Opinia użytkownika: Monika_128
Dotycząca firmy: PKO BP
Treść opinii: Chciałam zamknąć konto, gdyż jego ważność się już kończyła(konto studenckie). Najpierw trafiłam na nową pracownicę, która nie potrafiła mi pomóc, więc musiałam znów stanąć w ogonku. Pani która mnie obsługiwała chyba do końca nie była zorientowana w temacie, gdyż co chwilę prosiła o pomoc koleżanki. Jedna z nich przy mnie mówiła o mnie w 3-ciej osobie("niech zrobi to", "niech wpłaci tyle i tyle albo w ogóle nie przyjmuj takiej rezygnacji bo potem są problemy!"). Cała moja wizyta trwała 45 min! Przez to spóźniłam się do pracy. Chciałam dodać, że spotkałam się w tym banku także z komentarzem jednej z pracownic w stosunku do klienta, który przede mną chciał wziąć kredyt: "Panie, niech pan weźmie kredyt w innym banku!" Raz mi się zdażyło, że nie zostałam obsłużona, mimo że była moja kolej, gdyż za mną stała osoba, która chciała założyć konto!
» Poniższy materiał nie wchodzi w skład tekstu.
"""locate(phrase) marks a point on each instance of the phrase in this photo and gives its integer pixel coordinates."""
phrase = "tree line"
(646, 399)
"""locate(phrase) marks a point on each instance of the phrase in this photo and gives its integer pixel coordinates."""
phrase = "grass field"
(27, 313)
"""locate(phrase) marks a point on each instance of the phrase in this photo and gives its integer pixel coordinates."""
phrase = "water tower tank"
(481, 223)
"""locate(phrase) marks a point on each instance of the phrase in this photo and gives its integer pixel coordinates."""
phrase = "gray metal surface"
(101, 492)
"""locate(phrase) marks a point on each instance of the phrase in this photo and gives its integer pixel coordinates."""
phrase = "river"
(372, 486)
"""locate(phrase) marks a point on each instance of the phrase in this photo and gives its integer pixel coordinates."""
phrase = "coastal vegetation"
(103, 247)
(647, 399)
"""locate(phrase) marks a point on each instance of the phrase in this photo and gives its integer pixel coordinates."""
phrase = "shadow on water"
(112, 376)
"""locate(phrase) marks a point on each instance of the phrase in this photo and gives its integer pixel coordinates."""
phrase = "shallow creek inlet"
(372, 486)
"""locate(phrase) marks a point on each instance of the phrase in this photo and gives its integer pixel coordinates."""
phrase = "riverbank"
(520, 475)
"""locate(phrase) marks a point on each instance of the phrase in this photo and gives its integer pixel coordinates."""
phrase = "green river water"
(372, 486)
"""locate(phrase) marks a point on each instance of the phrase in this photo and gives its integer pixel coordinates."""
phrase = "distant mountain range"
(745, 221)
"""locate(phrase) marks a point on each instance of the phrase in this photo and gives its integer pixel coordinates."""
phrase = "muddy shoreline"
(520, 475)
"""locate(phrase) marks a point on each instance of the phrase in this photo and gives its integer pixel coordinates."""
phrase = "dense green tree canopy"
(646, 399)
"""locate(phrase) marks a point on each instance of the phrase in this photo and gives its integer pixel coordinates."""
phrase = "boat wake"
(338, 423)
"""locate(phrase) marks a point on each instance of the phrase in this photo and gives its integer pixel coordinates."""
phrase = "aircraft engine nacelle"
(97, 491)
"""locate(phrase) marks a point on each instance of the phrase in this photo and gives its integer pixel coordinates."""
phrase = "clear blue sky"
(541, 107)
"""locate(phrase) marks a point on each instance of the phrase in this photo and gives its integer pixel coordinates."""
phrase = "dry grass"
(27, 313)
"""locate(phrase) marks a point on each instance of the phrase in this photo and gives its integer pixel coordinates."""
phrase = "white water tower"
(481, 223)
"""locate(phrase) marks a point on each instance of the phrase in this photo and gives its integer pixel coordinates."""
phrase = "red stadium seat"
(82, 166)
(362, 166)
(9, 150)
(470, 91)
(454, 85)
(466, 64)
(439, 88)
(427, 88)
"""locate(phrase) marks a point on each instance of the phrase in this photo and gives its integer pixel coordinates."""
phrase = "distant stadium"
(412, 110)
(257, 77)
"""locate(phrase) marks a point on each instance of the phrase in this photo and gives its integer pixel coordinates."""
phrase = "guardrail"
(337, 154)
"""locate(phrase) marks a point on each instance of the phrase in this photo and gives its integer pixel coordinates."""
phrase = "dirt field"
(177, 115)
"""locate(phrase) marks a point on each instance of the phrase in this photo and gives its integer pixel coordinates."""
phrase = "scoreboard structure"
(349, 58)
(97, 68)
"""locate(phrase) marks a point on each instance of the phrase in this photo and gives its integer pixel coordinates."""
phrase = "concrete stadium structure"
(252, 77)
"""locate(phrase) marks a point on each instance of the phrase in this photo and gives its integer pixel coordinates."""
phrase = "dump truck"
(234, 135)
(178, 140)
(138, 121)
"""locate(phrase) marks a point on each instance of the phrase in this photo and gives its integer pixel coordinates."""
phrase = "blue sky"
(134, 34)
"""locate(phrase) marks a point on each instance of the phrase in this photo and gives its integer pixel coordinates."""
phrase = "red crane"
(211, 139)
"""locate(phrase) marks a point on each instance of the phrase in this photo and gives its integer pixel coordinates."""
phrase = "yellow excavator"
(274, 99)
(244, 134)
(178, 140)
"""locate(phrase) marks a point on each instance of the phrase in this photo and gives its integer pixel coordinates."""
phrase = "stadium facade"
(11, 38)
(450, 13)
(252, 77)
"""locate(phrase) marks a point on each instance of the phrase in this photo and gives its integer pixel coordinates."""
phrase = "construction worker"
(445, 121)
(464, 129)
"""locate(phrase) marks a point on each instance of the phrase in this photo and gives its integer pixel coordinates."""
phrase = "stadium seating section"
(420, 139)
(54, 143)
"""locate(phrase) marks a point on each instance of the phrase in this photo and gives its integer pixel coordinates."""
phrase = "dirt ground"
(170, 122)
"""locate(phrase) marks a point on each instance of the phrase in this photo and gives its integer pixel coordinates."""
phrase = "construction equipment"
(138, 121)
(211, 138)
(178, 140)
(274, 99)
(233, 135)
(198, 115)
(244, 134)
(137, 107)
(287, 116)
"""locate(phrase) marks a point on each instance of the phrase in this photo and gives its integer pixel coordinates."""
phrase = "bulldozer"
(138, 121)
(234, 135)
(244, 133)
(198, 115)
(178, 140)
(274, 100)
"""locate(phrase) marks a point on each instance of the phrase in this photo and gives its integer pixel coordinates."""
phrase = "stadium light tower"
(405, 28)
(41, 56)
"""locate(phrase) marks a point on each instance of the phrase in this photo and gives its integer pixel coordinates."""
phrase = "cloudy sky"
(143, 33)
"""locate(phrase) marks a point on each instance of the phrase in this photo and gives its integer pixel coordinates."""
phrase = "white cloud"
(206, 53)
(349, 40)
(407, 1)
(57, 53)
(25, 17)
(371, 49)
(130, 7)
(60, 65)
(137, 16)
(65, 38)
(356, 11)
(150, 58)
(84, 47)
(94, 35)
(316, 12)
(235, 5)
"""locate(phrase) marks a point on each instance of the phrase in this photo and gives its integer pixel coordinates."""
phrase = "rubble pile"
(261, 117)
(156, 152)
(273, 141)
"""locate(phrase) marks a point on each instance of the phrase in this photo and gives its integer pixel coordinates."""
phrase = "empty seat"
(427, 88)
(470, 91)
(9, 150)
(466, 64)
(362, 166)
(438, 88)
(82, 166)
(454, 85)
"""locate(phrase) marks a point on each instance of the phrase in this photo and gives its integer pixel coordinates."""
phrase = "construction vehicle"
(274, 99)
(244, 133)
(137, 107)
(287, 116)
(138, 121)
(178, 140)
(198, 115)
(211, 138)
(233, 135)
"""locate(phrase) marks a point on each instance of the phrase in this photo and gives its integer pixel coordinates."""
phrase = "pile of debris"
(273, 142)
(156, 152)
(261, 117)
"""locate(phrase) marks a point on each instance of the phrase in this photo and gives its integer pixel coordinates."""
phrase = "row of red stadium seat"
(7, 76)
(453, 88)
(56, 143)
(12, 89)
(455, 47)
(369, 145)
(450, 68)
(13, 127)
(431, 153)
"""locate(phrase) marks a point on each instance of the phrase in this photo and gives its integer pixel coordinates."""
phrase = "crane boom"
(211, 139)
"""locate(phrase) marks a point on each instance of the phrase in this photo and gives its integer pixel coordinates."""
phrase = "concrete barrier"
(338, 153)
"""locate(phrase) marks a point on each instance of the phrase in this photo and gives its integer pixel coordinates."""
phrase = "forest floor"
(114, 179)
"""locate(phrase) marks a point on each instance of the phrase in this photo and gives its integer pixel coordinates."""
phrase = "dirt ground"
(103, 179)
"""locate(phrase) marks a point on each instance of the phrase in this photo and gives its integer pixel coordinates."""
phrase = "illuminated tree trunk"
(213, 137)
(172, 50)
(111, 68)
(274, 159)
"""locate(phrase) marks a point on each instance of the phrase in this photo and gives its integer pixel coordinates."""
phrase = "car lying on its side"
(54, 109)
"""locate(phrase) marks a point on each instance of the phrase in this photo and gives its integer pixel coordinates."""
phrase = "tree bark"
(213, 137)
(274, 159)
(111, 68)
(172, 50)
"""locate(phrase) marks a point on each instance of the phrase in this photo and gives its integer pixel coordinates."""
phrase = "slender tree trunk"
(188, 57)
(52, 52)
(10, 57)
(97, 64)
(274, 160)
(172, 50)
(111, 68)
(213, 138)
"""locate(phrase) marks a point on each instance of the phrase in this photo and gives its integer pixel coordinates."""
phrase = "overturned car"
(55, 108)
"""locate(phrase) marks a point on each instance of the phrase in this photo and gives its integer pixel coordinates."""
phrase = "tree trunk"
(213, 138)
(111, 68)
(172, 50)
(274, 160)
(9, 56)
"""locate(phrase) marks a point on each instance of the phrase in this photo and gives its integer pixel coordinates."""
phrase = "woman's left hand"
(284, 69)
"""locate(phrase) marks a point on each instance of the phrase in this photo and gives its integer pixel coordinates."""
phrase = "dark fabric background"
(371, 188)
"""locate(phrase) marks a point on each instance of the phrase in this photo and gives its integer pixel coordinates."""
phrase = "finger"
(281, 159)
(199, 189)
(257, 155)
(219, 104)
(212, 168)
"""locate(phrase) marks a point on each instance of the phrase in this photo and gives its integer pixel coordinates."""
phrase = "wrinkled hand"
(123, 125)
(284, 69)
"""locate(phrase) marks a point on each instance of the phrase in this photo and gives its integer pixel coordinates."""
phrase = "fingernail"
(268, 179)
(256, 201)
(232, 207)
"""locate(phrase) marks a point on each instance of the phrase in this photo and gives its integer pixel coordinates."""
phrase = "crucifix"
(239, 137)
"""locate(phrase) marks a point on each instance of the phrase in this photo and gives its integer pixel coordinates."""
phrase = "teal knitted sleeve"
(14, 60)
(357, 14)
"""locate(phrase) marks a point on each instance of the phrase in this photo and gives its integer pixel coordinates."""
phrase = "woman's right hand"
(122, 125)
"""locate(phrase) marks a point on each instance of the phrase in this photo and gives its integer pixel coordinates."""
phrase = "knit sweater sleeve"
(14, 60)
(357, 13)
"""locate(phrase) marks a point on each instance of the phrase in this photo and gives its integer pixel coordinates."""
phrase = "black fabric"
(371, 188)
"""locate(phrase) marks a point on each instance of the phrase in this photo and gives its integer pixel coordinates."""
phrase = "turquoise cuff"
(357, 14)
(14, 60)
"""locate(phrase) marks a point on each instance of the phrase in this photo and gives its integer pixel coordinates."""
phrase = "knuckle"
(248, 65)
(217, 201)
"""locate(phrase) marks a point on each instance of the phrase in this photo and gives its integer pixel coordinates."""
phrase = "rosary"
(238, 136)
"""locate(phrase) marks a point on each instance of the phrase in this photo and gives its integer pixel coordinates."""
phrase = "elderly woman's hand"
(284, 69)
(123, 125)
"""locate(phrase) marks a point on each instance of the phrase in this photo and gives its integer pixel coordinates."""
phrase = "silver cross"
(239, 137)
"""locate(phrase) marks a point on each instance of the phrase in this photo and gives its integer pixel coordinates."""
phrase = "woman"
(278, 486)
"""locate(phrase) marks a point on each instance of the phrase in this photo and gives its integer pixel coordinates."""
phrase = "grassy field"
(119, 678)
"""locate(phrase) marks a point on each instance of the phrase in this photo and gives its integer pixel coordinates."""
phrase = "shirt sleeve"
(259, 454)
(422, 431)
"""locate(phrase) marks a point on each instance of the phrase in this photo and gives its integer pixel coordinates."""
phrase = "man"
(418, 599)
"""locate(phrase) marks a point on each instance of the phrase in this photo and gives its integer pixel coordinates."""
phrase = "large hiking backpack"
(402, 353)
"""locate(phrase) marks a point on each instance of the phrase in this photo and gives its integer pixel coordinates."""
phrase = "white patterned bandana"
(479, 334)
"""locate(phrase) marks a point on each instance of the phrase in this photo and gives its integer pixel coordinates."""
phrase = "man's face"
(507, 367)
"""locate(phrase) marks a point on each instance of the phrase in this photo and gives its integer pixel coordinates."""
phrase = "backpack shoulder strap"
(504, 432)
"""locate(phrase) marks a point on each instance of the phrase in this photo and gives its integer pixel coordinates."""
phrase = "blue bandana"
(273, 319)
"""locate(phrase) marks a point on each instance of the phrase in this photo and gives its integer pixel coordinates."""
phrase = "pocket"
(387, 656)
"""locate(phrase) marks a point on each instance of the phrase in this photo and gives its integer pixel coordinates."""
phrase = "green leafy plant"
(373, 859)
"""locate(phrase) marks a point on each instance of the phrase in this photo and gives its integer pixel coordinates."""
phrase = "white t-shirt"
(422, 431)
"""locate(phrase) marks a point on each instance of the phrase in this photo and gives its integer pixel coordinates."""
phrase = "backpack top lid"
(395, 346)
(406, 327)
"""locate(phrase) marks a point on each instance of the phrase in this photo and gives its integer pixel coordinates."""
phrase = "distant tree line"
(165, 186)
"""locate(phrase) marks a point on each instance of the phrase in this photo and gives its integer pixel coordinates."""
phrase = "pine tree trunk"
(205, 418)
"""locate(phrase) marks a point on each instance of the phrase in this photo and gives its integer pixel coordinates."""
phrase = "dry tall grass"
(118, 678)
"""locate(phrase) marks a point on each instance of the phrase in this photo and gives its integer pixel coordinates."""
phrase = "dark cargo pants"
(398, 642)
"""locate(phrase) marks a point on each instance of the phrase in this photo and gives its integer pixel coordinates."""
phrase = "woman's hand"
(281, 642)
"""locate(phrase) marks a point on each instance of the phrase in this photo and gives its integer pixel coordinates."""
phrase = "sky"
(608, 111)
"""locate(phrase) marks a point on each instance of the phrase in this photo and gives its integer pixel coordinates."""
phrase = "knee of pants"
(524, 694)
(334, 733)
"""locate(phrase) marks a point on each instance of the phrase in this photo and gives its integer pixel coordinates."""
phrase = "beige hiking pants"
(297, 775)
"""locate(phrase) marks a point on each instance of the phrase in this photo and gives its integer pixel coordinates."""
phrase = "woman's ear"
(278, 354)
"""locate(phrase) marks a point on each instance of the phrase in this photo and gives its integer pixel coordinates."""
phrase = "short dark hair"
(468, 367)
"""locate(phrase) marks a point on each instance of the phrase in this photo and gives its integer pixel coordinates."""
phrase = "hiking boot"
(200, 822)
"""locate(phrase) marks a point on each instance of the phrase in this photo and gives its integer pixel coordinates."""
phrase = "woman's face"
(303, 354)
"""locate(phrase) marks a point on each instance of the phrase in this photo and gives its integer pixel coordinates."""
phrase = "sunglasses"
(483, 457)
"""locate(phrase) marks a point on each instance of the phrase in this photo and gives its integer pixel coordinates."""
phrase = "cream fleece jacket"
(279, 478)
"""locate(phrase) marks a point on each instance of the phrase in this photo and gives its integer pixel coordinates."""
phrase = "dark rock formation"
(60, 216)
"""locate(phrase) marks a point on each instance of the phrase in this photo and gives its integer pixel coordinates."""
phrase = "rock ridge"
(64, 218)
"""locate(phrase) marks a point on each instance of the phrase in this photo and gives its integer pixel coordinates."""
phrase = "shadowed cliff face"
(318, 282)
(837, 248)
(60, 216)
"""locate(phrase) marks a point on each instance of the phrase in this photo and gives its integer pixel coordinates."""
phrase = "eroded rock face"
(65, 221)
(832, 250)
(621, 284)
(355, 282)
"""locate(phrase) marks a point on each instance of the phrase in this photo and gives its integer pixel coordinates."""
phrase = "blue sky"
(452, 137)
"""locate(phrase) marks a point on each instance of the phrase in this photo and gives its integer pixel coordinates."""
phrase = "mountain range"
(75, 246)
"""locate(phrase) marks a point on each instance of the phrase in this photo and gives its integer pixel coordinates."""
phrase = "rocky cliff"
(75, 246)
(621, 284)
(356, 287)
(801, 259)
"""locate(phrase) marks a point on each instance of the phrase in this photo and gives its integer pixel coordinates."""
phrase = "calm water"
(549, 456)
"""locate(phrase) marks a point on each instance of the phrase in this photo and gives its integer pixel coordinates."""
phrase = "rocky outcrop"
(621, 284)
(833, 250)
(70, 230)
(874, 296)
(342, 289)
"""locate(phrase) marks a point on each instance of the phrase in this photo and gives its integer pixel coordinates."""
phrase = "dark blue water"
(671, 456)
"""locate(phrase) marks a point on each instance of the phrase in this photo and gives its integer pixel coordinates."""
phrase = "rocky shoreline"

Usłyszałam komentarz:"Proszę przejść do koleżanki, bo ja mam klientkę!" Ręce mi opadły, nawet nie chcę tego komentować. Bank PKO BP przy ulicy Władysława IV w Koszalinie to najgorszy bank, z jakim się spotkałam! Dlatego założyłam konto w mBanku, gdyż mam dosyć stania w kolejkach.